As an analogy, take regression. In the linear case below, the model does not match any of the training (blue) data, but generally captures the trend for blue and red (external test) data. Using the linear equation would always give me the wrong answer for all data but it's a decent approximator. Then say that I fit a polynomial trendline to the data. Now it has a lot more flexibility, hitting all of the blue points but the error on the testing data has increased.
Once you have your network built, you need to rerun all of your data back through it. You can then validate on absolute average deviation, MSE, MASE etc. in addition to things like k-fold cross validation. Your tolerance of error is based on your application: in engineering, I might always need to be within 5% error, and anything that exceeds that threshold (which would occur in the second graph) could have fatal consequences. In language processing, I might be able to tolerate one or two real mess-ups and try catch them another way if the majority of predictions are very close, so I'd possibly take the second graph.
Playing with your learning rate and momentum might help converge on a better solution.
EDIT: Based on comments
The comment "should have been able to recognise it" implies to me something different than the basis of the neural network. There is not even a vague concept of memory in the network, it simply uses the training data to develop a convoluted set of rules to try and minimise its error against all data points. Once the network is trained, it has no recollection of any of the training data, it's just left with a spaghetti of multiplication steps it will perform on input data. So no matter how good your network is, you will never be able to reverse-map your training inputs to exactly the right answer.

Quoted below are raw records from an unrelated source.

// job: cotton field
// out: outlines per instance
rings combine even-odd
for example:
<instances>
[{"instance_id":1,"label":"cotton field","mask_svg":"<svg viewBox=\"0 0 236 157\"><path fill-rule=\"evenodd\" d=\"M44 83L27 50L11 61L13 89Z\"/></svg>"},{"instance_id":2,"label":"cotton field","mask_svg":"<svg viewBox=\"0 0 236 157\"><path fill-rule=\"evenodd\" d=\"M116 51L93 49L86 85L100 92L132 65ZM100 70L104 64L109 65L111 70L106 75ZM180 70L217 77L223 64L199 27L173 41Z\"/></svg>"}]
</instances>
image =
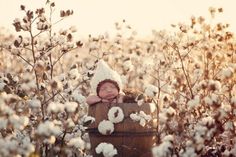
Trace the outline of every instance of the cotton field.
<instances>
[{"instance_id":1,"label":"cotton field","mask_svg":"<svg viewBox=\"0 0 236 157\"><path fill-rule=\"evenodd\" d=\"M25 15L13 21L16 33L0 31L0 156L89 157L86 129L96 119L87 115L86 97L99 59L122 76L124 88L139 90L158 108L153 157L236 156L236 38L228 24L209 22L222 8L210 8L211 19L173 24L174 32L153 30L145 40L124 20L115 23L115 38L81 41L70 24L54 31L73 10L54 15L55 3L20 8ZM124 114L111 108L108 117L101 134L111 134ZM142 111L130 118L142 127L151 120ZM105 142L96 152L119 154Z\"/></svg>"}]
</instances>

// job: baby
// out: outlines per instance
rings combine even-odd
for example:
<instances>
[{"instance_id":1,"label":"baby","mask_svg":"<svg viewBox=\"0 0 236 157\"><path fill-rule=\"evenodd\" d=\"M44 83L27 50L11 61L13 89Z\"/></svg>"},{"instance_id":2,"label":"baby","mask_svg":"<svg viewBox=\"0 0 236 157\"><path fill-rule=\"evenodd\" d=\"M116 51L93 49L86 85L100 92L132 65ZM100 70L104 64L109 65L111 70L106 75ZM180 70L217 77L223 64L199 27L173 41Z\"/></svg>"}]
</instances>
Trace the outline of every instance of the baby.
<instances>
[{"instance_id":1,"label":"baby","mask_svg":"<svg viewBox=\"0 0 236 157\"><path fill-rule=\"evenodd\" d=\"M88 96L87 103L93 105L99 102L122 103L122 81L120 75L112 70L103 60L100 60L91 80L93 95Z\"/></svg>"}]
</instances>

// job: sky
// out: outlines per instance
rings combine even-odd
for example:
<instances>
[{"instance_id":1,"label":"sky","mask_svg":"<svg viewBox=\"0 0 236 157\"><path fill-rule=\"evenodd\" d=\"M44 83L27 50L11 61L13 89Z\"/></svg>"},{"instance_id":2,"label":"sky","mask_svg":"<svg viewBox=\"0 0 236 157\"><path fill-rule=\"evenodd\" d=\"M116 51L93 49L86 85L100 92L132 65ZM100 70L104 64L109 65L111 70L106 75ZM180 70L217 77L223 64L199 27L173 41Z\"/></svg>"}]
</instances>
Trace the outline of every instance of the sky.
<instances>
[{"instance_id":1,"label":"sky","mask_svg":"<svg viewBox=\"0 0 236 157\"><path fill-rule=\"evenodd\" d=\"M51 0L52 1L52 0ZM12 22L22 18L20 5L28 9L45 6L46 0L0 0L0 26L14 33ZM76 26L77 34L87 37L115 32L115 22L126 23L146 37L152 30L169 29L170 24L189 22L191 16L209 17L209 7L222 7L224 13L216 20L227 22L236 32L236 0L54 0L56 11L54 20L59 18L60 10L72 9L74 15L59 23L55 29ZM57 15L56 15L57 14Z\"/></svg>"}]
</instances>

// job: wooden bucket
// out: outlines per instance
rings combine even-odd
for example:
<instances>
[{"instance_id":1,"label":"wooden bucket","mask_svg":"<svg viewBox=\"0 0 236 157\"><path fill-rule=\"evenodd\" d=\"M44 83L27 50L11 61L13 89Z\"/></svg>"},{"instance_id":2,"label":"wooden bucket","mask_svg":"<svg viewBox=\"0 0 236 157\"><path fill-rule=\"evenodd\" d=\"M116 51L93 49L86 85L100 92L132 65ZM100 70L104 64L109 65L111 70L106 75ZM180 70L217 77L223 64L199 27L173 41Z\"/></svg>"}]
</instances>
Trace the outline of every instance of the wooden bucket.
<instances>
[{"instance_id":1,"label":"wooden bucket","mask_svg":"<svg viewBox=\"0 0 236 157\"><path fill-rule=\"evenodd\" d=\"M114 124L115 129L111 135L102 135L98 132L98 125L101 121L108 120L107 113L114 106L123 110L125 118L122 122ZM144 111L152 117L144 127L129 117L131 113L139 111ZM151 148L157 140L157 109L154 104L145 103L138 106L136 103L98 103L89 107L89 116L95 118L95 122L88 128L93 157L103 156L95 152L101 142L114 145L118 151L115 157L152 157Z\"/></svg>"}]
</instances>

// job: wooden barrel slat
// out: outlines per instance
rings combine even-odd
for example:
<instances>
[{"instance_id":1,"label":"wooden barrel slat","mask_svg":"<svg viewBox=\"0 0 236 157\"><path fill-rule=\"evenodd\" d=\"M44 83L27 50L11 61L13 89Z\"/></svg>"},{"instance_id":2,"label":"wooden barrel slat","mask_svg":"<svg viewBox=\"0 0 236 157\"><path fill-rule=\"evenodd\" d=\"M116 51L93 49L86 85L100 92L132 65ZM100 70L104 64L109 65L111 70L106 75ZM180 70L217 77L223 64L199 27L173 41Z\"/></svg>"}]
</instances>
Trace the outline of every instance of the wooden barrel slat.
<instances>
[{"instance_id":1,"label":"wooden barrel slat","mask_svg":"<svg viewBox=\"0 0 236 157\"><path fill-rule=\"evenodd\" d=\"M115 124L115 131L111 135L102 135L98 132L98 125L101 121L108 119L108 111L111 107L119 106L125 115L125 119ZM134 122L129 115L144 111L151 115L152 119L142 127ZM95 148L101 142L111 143L118 151L115 157L151 157L151 148L156 143L157 110L151 113L149 104L138 106L136 103L107 104L98 103L89 107L90 116L95 117L95 122L88 128L91 150L94 157L102 157L95 153Z\"/></svg>"}]
</instances>

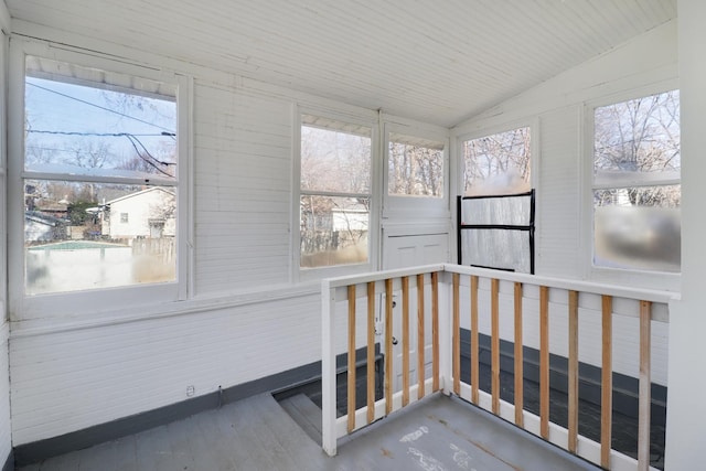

The idea of "convergence" cannot be taken to mean that you have a good network. The network might just have found a local minima in error and given up learning. That is why you must always validate your models. If you are not happy with the result of the validation, you can try improve the model by:
- Simply re-running it again. The random initialisation of the network might now avoid the local minima
- Changing the number of neurons. This loosens or tightens the flexibility of the model
- Change the learning rate and momentum
- Change the learning rule e.g. swapping from Levenberg-Marquardt to Bayesian Regularisation
I don't seen anything strange with the result. Just because you have a training instance with input [3,5] and output [0.75] it does not mean that the network should always produce the same output. The model does not simply memorize training instances.